SACRAMENTO, Calif. (KTXL) — Wednesday’s air quality index in the Greater Sacramento region hit unhealthy to very unhealthy levels in some areas, causing people to stay indoors or mask up for a different reason.
What would otherwise be a sunny day near the Tower Bridge in downtown Sacramento was a hot, hazy and smoky day.
Much of the poor air quality stemmed from the Dixie Fire that continues to burn 100 miles away and has scorched over 200,000 acres so far.
Smoke from the fire began to blow in due to northerly winds in the morning. Pollutants then get trapped in the air, creating what looked like a thick layer of fog over the region.
Professor Michael Kleeman, who studies air quality at the University of California, Davis, said while great efforts have been made to reduce the number of pollutants that are emitted in our cities, wildfires will continue to exacerbate our poor air quality days.
“Wildfires now are getting worse and worse, so they’re more and more a part of what we worry for air quality, and I think that’s only going to get worse moving forward,” Kleeman told FOX40.
A live map on the Air Now website shows the wind movement and the levels of air quality. In the downtown Sacramento region, red and purple suggest unhealthy to very unhealthy breathing conditions. In the Arden-Arcade area, levels were surpassing 200 and reaching 300 on the air quality index.
Kleeman said the best way to avoid poor air is simple: stay inside.
“If it’s above 100, then I would definitely curtail my outdoor activities,” he said. “I wouldn’t go for a run on a day where the AQI is above 100 and I wouldn’t send my kids out to play soccer.”
Meanwhile, Jamie Arno with the Sacramento Metropolitan Air Quality Management District said, thankfully, this won’t last forever.
“We have a Delta breeze coming,” Arno explained. “That Delta breeze is going to come later this afternoon, that’s going to push a lot of the majority of the smoke out of the area.
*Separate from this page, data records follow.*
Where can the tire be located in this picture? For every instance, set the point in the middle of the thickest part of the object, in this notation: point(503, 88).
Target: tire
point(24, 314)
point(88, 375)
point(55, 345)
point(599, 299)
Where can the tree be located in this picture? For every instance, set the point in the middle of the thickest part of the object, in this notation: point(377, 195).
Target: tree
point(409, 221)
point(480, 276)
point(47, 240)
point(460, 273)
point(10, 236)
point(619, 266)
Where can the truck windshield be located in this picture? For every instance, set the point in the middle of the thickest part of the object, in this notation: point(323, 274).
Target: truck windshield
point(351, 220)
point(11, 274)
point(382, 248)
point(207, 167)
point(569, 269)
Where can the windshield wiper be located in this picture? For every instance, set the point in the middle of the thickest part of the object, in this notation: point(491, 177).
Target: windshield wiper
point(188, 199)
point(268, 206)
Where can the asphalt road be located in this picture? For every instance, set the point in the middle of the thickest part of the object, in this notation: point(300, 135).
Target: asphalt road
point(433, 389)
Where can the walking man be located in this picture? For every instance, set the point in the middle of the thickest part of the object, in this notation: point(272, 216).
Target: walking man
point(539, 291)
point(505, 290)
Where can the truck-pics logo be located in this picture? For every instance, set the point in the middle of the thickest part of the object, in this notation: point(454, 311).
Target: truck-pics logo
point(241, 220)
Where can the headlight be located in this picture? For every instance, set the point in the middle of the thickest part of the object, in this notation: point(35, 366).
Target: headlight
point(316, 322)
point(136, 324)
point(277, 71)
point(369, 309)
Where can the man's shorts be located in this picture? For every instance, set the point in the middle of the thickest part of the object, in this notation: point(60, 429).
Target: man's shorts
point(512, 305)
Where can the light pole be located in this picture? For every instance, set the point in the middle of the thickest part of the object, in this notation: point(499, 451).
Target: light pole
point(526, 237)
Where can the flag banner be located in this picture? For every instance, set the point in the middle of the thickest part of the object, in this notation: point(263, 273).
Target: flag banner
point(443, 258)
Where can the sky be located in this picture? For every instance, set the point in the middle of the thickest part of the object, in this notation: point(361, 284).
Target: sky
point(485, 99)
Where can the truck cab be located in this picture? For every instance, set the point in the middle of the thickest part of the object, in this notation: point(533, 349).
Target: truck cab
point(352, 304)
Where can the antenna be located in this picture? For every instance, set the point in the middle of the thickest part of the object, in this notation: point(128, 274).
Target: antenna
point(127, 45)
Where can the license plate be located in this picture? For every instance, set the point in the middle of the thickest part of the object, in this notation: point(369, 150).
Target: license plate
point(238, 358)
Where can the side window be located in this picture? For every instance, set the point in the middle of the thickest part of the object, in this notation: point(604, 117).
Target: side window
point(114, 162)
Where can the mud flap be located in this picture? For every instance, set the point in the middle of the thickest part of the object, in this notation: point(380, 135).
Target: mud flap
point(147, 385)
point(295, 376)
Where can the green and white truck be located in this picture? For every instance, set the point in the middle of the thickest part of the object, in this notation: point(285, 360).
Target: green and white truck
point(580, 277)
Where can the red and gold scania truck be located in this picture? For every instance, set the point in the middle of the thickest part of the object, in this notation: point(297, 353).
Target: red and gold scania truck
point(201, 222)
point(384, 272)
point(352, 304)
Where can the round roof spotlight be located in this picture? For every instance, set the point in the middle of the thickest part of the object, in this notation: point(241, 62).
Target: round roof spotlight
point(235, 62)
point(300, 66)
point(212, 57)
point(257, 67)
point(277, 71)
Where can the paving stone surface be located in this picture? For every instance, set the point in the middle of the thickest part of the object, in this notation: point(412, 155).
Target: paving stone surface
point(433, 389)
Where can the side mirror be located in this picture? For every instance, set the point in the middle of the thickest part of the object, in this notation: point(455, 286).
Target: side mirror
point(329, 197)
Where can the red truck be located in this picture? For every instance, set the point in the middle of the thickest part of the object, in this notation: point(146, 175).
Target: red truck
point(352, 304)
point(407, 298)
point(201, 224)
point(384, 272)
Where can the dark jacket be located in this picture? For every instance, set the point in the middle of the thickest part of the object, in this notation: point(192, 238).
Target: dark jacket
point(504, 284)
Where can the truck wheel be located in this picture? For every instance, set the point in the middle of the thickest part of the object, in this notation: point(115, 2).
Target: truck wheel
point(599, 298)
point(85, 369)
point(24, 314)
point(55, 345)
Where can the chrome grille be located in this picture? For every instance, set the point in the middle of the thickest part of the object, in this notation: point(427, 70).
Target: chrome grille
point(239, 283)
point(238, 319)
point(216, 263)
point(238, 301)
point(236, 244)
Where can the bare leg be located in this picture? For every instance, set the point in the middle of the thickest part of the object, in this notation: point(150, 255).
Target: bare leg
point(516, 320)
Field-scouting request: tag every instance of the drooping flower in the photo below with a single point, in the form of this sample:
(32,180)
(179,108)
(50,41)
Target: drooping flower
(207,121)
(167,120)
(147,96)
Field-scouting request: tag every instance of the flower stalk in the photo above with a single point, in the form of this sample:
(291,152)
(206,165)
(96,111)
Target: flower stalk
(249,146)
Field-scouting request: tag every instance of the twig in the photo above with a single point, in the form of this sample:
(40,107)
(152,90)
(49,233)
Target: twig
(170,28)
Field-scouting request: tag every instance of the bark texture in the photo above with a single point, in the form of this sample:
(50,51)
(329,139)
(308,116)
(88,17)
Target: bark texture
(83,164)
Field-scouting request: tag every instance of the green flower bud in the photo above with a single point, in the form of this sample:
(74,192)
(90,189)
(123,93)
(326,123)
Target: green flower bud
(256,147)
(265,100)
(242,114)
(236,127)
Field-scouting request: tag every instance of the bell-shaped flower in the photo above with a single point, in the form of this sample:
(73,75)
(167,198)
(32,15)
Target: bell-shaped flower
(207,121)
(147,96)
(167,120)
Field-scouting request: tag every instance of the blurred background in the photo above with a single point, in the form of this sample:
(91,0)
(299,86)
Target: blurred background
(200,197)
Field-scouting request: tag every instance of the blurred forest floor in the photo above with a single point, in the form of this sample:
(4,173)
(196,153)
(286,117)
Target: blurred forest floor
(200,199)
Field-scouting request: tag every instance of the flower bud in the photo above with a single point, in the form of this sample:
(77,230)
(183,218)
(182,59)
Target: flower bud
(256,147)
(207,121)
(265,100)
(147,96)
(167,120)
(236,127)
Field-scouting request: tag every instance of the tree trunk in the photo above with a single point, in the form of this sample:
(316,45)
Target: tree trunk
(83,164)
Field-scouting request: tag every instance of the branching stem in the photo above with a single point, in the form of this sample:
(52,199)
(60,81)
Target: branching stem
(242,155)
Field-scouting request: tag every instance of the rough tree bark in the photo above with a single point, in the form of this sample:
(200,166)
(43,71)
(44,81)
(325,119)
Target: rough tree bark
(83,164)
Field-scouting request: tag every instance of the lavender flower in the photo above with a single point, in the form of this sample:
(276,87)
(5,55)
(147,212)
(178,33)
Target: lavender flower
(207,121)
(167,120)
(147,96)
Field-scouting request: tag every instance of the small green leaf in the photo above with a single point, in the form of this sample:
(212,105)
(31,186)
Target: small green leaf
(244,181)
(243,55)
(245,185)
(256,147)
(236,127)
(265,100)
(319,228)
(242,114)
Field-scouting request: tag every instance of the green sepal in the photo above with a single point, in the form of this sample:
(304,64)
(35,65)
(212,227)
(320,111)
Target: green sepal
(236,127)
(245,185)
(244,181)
We may see some lingering smoke effects tomorrow, but it’s definitely going to be cleaning out over the next few days.”
Arno suggests those who want to keep track of the air quality should download the Sacramento Region Air Quality Map, which has forecasts and real-time AQI updates.
On top of the smoke, the Sacramento region is expected to hit forecasted highs in the triple digits over the next few days.